If there’s one word to describe Javon Hargrave on the field, it’s “annoying.”
As in, he’s got to be an annoying guy to play against.
If you watched his college film, he looked a bit like the old Looney Tunes character “Taz”: furious, always moving, and a look as if he wanted nothing more than to knock you on your rear-end. And, as a collegiate athlete, that’s precisely what he did on a regular basis.
Clearly, he’s playing a vastly improved level of competition as a professional football player. But the energy, the fury, the passion? It’s all still there.
He’s undersized for the position. So far this preseason, he’s played nose tackle in the Steelers’ base, 3-4 defense, and he’s played left defensive tackle in their 4-2-5 nickel. Typically, those positions run from 315 to 350 pounds. Hargrave checks in at 305 and, at 6’-2” tall, he’s also one to five inches shorter than his fellow Steelers’ defensive linemen. Yet, he has played the positions remarkably well.
He’s also dropped into coverage.
It’s not unprecedented in Pittsburgh. It was rare but, on occasion, even Casey Hampton found himself playing off the line, covering a running back or even a tight end over the middle.
Hargrave, however, has an athleticism Hampton never did. Which made it all the more impressive, in the Steelers’ week-two, pre-season matchup against the Philadelphia Eagles, to see him momentarily acting as if he was going to rush the center from his nose-tackle position, then drop back a few steps as running back Ryan Mathews made his way up the middle and turned a short hook route. Matthews was blanketed -- which may be the only valid way to describe being well-covered by a guy who is almost 50 percent larger than you are.
Surely, Matthews was annoyed.
Later in that same quarter, with under two minutes remaining in the first half, Hargrave had what may have been his best play of the night.

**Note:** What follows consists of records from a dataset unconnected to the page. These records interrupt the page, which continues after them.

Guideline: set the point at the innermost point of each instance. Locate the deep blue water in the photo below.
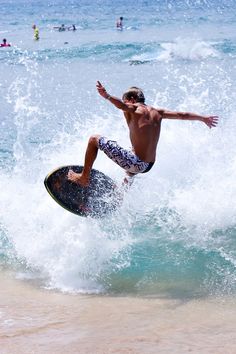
(174, 235)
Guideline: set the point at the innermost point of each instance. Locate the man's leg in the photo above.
(90, 156)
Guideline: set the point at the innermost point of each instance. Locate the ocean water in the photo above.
(175, 233)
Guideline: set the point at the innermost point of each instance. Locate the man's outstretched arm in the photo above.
(210, 121)
(114, 100)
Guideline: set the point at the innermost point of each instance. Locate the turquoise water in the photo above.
(174, 235)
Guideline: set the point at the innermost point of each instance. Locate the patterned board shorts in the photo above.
(124, 158)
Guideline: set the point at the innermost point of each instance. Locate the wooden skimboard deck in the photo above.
(100, 198)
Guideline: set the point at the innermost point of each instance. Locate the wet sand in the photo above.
(34, 320)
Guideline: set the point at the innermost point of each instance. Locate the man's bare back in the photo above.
(144, 123)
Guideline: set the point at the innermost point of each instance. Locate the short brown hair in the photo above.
(135, 93)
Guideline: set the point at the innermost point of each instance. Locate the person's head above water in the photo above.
(134, 93)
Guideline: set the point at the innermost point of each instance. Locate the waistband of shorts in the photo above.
(149, 167)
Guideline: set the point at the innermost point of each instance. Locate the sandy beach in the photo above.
(40, 321)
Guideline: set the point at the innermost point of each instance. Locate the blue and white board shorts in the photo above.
(124, 158)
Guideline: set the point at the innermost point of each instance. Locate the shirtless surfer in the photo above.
(144, 123)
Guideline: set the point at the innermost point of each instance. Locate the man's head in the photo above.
(134, 94)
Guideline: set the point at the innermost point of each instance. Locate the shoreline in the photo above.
(35, 320)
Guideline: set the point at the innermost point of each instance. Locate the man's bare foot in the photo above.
(78, 178)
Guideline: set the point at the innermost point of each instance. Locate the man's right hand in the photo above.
(101, 90)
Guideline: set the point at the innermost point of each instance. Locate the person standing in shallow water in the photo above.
(144, 124)
(119, 23)
(36, 32)
(4, 43)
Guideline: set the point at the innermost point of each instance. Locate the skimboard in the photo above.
(100, 198)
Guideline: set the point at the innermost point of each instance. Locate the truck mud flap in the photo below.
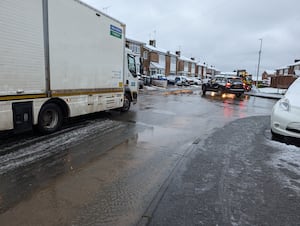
(22, 116)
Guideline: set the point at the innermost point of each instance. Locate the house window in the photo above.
(145, 55)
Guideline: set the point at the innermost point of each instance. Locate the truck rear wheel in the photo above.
(203, 90)
(50, 118)
(126, 104)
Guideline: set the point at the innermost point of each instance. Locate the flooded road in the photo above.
(108, 170)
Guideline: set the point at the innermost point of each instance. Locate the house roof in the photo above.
(283, 67)
(202, 65)
(134, 41)
(183, 58)
(270, 72)
(294, 64)
(155, 49)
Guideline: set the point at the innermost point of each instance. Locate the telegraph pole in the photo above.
(259, 55)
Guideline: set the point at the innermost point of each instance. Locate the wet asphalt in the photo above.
(176, 158)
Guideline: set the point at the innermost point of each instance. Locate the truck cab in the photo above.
(130, 79)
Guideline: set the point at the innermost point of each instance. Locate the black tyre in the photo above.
(203, 90)
(50, 118)
(220, 91)
(126, 104)
(277, 137)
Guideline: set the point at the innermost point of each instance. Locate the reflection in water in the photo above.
(232, 106)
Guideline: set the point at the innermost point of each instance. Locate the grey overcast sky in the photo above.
(222, 33)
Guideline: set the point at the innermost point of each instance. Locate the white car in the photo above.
(285, 116)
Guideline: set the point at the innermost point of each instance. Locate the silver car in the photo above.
(285, 116)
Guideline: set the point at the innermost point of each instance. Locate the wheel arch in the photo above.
(61, 104)
(127, 92)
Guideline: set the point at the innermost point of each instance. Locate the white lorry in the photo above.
(60, 59)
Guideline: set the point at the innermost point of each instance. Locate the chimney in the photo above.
(152, 43)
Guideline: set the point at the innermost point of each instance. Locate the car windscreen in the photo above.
(234, 80)
(294, 89)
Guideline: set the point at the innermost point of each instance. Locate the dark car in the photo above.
(224, 84)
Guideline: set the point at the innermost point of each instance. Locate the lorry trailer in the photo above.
(60, 59)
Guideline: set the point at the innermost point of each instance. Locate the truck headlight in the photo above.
(284, 104)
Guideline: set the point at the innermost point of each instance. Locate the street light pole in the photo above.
(259, 55)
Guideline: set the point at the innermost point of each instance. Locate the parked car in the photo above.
(181, 81)
(224, 84)
(190, 80)
(171, 79)
(158, 77)
(285, 116)
(141, 82)
(197, 81)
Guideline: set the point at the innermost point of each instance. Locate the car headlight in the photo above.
(284, 104)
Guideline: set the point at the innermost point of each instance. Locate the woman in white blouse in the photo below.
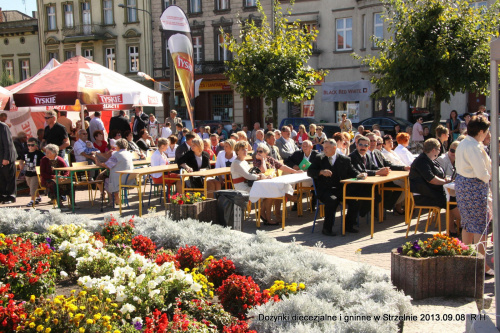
(404, 154)
(473, 166)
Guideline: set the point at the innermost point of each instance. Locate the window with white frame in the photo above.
(89, 54)
(68, 15)
(131, 11)
(133, 58)
(223, 53)
(9, 68)
(25, 69)
(195, 6)
(378, 27)
(107, 7)
(111, 58)
(197, 49)
(222, 4)
(51, 18)
(344, 34)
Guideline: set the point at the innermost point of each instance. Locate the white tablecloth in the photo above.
(276, 187)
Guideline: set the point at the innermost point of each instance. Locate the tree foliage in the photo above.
(438, 46)
(273, 64)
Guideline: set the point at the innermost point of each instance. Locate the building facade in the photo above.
(20, 53)
(217, 99)
(100, 30)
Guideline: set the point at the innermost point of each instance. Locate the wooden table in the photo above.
(374, 181)
(72, 171)
(138, 173)
(203, 173)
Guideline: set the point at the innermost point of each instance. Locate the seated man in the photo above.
(328, 169)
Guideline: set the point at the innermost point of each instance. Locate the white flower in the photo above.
(127, 308)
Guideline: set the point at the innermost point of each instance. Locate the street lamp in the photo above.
(151, 33)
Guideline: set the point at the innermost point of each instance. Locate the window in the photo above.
(89, 54)
(222, 106)
(223, 53)
(51, 18)
(25, 69)
(194, 6)
(110, 58)
(107, 7)
(8, 67)
(197, 49)
(222, 4)
(131, 12)
(133, 58)
(344, 34)
(68, 15)
(378, 28)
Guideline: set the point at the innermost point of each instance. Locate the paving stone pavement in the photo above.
(376, 252)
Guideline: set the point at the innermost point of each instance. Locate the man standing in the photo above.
(285, 144)
(327, 170)
(173, 119)
(96, 124)
(418, 136)
(140, 121)
(119, 123)
(55, 133)
(8, 167)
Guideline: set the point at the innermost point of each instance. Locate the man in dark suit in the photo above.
(119, 123)
(140, 121)
(8, 156)
(327, 170)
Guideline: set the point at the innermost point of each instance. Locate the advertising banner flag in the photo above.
(178, 33)
(346, 91)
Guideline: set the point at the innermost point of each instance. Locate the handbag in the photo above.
(252, 171)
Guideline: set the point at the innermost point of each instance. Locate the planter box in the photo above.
(205, 211)
(421, 278)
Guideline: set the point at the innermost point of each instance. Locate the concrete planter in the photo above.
(421, 278)
(205, 211)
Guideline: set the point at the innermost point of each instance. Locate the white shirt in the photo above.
(96, 124)
(404, 155)
(166, 132)
(78, 149)
(472, 161)
(158, 159)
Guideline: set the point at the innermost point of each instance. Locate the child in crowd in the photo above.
(29, 161)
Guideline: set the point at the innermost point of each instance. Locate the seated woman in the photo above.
(226, 157)
(146, 141)
(195, 160)
(427, 178)
(120, 160)
(50, 161)
(172, 146)
(265, 162)
(402, 151)
(158, 158)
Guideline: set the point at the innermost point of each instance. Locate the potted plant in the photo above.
(438, 266)
(192, 205)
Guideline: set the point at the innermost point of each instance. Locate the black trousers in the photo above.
(7, 181)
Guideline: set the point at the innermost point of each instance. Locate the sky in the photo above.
(19, 5)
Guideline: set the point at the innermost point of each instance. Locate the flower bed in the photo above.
(270, 279)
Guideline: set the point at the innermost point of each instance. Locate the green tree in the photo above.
(271, 62)
(438, 46)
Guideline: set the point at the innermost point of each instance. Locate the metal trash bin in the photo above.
(230, 207)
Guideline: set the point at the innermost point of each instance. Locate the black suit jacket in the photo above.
(381, 160)
(357, 163)
(119, 123)
(298, 156)
(341, 169)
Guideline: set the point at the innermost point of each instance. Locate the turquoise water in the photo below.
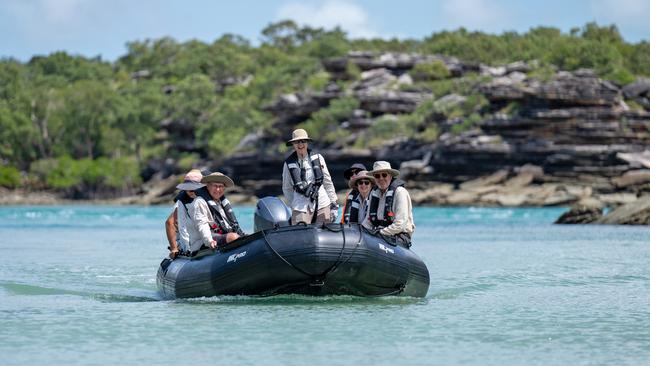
(77, 287)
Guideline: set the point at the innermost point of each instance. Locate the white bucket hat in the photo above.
(192, 181)
(298, 135)
(361, 175)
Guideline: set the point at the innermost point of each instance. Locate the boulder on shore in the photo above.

Despite a solid double-team by the center and the right guard, Hargrave continued making his way toward Philadelphia quarterback Sam Bradford. As he reached out between his two blockers, feet constantly moving, legs always pushing, Bradford made a quick throw without properly setting his feet. The errant pass ended up behind the wide-open receiver, and fell incomplete.
Without a doubt, Bradford was flustered. I imagine center Jason Kelce and guard Brandon Brooks were a little frustrated, too.
Annoyed, if you will.
What could have been his biggest play of the game was for naught, despite his best efforts, thanks to a missed tackle by defensive end Ricardo Mathews. With 14:21 remaining in the third quarter, Hargrave started from from a true nose-tackle, 0-technique alignment directly over the center and made a quick sidestep to his right and then a bull-rush into the guard, driving him backward and off-balance. As Hargrave turned to his left, the guard grabbed a handful of Hargrave’s jersey. For a moment, it was a legal grab, but Hargrave soon had the guard beat, at which point the grab became a hold and prevented Hargrave from getting to the runner, who was now moving away from Hargrave to the offensive right. Hargrave did, however, completely eliminate any possible cutback lane. Had Matthews made the tackle, the gain would have been minimal despite the uncalled hold; instead, it went for 14 yards.
That poor guard, though? He must have been ticked off for getting beaten so soundly.
He was probably...
Through two pre-season games, though, it’s clear that what opposing players may find merely annoying now is eventually going to drive them absolutely nuts as Hargrave gains experience and playing time. And he will see playing time. That’s partly due to the fact that the only other player on the roster right now who will see any measurable time at nose tackle is still-unproven Dan McCullers, and partly because Hargrave’s versatility allows him to be used just about anywhere on the line. And rest assured, the Steelers likely understand the bargain they got by drafting him in the third round last May. A player with his production at a larger school would have easily been at least a round-two draft pick. There’s just no way a player with his already-developed skill set and his ridiculously fast first step will be held off the field for long.
That means he will have plenty of opportunities in 2016 to do what he has done so well already this season: annoy the heck out of guys across the line from him.